Quedaba aún el cisma acaciano, el cual era resuelto en el 519 por medio del nuevo emperador, Justino —filocalcedoniano—; y en el clima de reconciliación entre las dos iglesias fue elegido papa Juan I (523-526). Pero precisamente este acercamiento a Bizancio molestó a Teodorico. El rey ostrogodo, antes tan respetuoso con la religión católica78, intentó ahora una serie de procesos a traición —cayó también Boecio— y encarceló al papa.


En medio de los dos fuegos, el godo y el bizantino, el papado tuvo que sufrir muchísimo en los años siguientes, siendo víctima de manera particular el papa Vigilio (537-555), cuyo pontificado coincide de lleno con el período de la guerra ventenal: presionado por el emperador Justiniano a aceptar el edicto de los Tres capítulos79 y excomulgado por un sínodo de obispos africanos, moría en Siracusa humillado y fracasado.

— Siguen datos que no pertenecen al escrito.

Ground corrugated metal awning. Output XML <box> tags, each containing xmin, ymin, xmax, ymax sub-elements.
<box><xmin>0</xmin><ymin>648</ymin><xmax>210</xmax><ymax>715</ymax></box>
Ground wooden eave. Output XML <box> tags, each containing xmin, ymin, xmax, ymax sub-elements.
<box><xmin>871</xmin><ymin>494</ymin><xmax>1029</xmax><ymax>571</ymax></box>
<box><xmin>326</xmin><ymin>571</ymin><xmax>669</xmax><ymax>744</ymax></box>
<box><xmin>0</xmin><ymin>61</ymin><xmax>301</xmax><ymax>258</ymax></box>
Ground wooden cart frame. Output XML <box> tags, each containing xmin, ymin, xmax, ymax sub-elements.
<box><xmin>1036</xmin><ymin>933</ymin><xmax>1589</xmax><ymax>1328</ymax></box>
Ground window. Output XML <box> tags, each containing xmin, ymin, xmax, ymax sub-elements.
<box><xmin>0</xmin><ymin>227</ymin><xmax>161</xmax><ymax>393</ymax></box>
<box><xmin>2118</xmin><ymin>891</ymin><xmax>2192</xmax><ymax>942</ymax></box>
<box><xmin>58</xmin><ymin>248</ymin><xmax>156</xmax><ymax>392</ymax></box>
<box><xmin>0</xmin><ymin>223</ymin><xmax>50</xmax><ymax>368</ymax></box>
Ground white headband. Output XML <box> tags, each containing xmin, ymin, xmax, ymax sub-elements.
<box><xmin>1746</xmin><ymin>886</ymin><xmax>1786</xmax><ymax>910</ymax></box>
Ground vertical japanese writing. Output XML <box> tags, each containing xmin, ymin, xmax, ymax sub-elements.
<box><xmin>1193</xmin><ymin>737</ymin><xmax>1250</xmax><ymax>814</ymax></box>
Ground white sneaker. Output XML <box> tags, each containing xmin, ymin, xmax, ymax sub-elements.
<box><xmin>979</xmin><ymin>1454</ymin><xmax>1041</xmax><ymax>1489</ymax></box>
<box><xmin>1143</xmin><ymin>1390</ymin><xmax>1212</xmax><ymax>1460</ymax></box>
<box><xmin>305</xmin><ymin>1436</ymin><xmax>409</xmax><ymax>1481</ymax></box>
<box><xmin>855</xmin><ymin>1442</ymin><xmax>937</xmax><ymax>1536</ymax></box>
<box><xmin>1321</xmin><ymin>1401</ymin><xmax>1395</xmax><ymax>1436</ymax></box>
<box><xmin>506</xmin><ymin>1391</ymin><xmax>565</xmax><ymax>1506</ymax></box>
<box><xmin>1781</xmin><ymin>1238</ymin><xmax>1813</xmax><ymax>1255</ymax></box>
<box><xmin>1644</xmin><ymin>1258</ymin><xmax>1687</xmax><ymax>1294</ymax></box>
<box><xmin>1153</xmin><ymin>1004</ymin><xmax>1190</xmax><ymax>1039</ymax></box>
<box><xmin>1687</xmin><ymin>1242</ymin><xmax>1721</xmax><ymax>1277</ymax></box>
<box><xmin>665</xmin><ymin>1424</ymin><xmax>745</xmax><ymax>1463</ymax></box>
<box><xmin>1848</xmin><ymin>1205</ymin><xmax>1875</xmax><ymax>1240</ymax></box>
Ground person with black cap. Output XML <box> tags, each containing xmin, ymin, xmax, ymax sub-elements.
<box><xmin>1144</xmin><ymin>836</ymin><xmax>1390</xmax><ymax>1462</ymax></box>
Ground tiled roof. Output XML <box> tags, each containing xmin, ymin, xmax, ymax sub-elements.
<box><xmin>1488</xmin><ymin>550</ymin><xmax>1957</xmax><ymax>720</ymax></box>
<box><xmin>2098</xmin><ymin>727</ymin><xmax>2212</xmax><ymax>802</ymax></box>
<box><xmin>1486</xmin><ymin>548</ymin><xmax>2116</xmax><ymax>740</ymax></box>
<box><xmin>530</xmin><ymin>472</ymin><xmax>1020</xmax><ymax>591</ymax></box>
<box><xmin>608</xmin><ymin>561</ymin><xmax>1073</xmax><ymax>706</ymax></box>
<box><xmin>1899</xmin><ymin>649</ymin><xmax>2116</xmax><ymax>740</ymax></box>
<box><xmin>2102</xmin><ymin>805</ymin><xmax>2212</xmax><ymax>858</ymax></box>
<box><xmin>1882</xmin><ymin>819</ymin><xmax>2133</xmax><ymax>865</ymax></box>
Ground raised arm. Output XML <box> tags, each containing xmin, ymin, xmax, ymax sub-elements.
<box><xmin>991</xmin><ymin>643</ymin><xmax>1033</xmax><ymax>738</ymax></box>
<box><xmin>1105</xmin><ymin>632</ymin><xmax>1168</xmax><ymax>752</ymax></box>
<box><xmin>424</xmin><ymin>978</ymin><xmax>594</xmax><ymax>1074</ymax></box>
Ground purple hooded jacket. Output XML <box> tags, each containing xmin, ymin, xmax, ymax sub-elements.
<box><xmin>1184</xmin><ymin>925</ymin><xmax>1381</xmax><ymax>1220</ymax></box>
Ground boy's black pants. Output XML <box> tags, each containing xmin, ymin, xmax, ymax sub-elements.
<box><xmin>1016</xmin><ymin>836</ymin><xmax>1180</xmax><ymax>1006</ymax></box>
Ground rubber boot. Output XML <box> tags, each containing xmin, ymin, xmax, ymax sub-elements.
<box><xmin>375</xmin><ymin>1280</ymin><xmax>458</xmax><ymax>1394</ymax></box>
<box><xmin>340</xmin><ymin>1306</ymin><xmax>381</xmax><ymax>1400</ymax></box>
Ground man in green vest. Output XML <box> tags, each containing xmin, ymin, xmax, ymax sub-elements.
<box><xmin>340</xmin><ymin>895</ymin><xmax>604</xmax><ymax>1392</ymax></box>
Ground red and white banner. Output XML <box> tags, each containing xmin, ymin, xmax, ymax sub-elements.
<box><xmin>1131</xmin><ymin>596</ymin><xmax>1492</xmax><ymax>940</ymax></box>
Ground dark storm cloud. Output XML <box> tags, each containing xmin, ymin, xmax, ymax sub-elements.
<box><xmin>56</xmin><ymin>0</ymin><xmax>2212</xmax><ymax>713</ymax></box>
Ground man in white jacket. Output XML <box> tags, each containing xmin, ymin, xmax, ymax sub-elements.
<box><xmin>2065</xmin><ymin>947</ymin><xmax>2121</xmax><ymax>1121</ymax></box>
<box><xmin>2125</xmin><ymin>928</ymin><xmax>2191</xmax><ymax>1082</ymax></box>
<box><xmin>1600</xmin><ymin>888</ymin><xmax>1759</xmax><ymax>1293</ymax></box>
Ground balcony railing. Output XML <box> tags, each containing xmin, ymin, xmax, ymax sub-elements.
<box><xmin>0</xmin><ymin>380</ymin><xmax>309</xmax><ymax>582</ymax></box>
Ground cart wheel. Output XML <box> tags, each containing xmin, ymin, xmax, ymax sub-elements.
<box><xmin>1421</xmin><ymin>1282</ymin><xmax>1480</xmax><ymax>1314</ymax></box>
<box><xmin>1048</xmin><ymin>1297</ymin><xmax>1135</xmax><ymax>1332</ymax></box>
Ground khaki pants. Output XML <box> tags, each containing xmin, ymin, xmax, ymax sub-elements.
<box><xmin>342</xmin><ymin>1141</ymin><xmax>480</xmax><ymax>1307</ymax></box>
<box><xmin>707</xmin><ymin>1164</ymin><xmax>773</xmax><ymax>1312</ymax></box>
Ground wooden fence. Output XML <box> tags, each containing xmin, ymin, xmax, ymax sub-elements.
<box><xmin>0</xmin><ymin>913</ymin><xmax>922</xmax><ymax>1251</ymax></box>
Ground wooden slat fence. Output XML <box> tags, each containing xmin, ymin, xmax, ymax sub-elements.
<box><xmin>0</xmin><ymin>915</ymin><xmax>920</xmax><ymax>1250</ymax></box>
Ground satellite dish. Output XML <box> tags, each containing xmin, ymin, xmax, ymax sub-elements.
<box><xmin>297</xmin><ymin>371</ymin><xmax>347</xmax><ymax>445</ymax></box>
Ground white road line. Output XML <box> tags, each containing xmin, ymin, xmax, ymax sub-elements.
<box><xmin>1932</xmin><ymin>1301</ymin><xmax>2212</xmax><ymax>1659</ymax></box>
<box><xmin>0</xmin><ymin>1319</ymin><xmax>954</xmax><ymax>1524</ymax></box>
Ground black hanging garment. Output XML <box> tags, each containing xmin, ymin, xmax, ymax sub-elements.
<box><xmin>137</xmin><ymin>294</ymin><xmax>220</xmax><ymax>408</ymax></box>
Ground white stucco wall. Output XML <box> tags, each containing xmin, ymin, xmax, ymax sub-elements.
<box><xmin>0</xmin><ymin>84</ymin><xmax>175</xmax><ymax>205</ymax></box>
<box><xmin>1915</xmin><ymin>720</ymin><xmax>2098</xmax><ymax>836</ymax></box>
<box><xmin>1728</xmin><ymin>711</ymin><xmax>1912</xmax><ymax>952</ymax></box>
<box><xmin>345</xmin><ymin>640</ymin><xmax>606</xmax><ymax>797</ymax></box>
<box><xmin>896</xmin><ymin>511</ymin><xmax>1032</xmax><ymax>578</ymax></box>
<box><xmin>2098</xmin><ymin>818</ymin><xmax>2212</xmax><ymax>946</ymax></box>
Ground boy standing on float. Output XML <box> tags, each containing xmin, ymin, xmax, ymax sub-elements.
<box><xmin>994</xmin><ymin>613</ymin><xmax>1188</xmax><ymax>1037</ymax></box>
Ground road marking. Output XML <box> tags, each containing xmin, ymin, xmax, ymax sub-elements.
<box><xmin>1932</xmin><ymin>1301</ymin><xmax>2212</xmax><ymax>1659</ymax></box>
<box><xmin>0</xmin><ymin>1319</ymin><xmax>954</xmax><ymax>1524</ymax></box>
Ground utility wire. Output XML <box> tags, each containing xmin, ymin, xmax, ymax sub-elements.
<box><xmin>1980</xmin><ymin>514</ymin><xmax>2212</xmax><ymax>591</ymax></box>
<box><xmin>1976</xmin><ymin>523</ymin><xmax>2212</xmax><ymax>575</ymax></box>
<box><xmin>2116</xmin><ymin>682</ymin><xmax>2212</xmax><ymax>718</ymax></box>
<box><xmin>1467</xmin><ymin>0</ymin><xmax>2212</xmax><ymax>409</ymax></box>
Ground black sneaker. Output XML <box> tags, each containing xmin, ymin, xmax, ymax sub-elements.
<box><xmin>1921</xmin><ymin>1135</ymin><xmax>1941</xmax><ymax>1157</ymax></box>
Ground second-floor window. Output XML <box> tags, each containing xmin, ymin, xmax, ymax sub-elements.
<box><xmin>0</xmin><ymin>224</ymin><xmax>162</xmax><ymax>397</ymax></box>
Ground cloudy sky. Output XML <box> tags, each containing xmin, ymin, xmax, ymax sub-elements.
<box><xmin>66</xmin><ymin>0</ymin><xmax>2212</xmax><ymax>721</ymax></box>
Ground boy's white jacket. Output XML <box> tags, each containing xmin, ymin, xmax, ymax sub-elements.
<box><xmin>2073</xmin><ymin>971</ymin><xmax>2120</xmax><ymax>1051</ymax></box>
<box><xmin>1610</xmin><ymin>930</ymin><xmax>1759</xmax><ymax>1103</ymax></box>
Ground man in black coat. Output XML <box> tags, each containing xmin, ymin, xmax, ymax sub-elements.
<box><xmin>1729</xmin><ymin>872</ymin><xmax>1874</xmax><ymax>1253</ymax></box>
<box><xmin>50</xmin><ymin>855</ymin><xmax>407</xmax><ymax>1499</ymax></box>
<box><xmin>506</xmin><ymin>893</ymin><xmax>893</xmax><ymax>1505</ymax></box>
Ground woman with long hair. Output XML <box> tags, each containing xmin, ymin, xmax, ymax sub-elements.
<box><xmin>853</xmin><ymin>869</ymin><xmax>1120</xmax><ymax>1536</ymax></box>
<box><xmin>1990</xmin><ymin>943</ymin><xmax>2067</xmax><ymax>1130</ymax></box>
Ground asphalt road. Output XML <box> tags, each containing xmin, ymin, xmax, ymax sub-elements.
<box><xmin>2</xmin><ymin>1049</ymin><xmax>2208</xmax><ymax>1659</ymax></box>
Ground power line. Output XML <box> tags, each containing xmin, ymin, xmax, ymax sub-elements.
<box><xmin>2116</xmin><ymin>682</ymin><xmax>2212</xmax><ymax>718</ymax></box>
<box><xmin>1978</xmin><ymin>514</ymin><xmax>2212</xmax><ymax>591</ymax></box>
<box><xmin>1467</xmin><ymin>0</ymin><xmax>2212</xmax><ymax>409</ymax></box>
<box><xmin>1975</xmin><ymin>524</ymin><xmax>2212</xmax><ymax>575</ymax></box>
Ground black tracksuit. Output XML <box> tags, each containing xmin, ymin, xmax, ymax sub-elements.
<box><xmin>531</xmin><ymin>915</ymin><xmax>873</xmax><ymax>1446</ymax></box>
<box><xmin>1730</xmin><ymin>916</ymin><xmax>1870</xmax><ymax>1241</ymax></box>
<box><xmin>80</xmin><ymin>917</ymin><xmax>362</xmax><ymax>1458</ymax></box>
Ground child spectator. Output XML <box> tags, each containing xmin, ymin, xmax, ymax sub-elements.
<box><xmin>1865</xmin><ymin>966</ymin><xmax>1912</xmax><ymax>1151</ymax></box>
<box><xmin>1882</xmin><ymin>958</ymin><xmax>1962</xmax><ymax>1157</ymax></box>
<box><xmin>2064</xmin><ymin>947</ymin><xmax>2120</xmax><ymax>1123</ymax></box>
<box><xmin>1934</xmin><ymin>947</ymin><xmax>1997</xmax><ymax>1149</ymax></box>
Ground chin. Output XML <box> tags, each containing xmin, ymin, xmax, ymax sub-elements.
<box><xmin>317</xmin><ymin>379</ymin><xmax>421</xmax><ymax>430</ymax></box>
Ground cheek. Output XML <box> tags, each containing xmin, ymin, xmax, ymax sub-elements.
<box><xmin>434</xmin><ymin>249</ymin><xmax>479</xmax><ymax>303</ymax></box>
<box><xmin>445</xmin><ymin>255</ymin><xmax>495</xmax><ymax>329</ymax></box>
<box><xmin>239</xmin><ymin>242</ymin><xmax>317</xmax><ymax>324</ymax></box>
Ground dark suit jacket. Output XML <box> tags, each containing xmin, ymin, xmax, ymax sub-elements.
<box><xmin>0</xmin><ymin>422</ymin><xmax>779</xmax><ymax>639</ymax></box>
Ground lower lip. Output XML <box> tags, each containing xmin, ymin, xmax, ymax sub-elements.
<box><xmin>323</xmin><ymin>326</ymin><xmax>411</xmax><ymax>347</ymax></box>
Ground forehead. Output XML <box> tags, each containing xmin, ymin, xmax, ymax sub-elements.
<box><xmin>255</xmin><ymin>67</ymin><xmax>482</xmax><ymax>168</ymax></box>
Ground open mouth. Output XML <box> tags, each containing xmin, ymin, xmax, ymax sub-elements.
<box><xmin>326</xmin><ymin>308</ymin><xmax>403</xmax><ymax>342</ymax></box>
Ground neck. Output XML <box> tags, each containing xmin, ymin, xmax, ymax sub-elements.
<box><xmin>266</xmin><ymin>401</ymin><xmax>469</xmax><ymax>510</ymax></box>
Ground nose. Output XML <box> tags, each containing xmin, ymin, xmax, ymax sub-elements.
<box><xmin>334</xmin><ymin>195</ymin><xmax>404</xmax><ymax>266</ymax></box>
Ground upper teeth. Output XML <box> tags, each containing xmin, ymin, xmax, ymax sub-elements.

La tensión entre Roma y Bizancio perduró con los sucesores de Vigilio y de Justiniano, pero con Gregorio Magno tuvo éxitos, en una dirección del todo contraria a comprometer el honor del papado. Éste fue defendido por el gran pontífice con firmeza, tanto en la acción como en los escritos80. Por otra parte, la misma situación histórica en la que se encontraba Italia bajo los longobardos hizo que recayeran sobre Gregorio las responsabilidades del gobierno y de la administración, y por este camino Roma y los territorios circundantes, formalmente bajo Bizancio, se dispusieron a ser un “estado” bajo la soberanía del papa. Contribuyó a esta transformación epocal el patrimonium Petri81, conducido con sagacidad política, mas, a la vez, con ánimo profundamente atento a los problemas pastorales82 y doctrinales83.

 

* * *

 

Así también a nivel eclesial: cuando el patriarca de Constantinopla llega a ser prácticamente una sola cosa con el emperador de Oriente, Gregorio Magno reacciona con fuerza; no por miedo a perder el papado, el primado, sino por temor a la pérdida de la unidad en la Iglesia. Era consciente de que en tanto la situación política podía estar dividida, sin embargo la Iglesia no debía dividirse; la Iglesia una corría el riesgo de dividirse cuando dejase de lado la unidad con Roma.

76Se piense que un Prudencio había juzgado a los bárbaros como distantes del mundo civil como «los cuadrúpedos de los bípedos»; y un Sidonio Apolinar los excluía, como a los esclavos, de la «patria de las leyes».

77Dirigidos a sostener esto se redactaron algunos opúsculos, entre los cuales está el célebre Constitutum Silvestri, que tanta fortuna tendría como base del poder temporal de los papas.

78El Anónimo Valesiano lo describe, mientras visita la tumba de Pedro, «como si fuese un devotísimo católico».

79Pronunciamiento en sustancia desfavorable a la fe de Calcedonia, ratificado en el 553 por el concilio II de Constantinopla.

80Las Epistulae, especialmente, dejan traslucir la concepción gregoriana de la complementariedad de los dos poderes, así como el primado del espiritual sobre el temporal.

81Era notable la parte existente en Sicilia.

82Especialmente en las relaciones entre monasterios y episcopados.

83Obras magistrales de este último representante de la patrística latina son los comentarios de los Evangelios, del libro de Job, de Ezequiel, del Cantar de los Cantares, además del Liber Regulae Pastoralis y los Diálogos.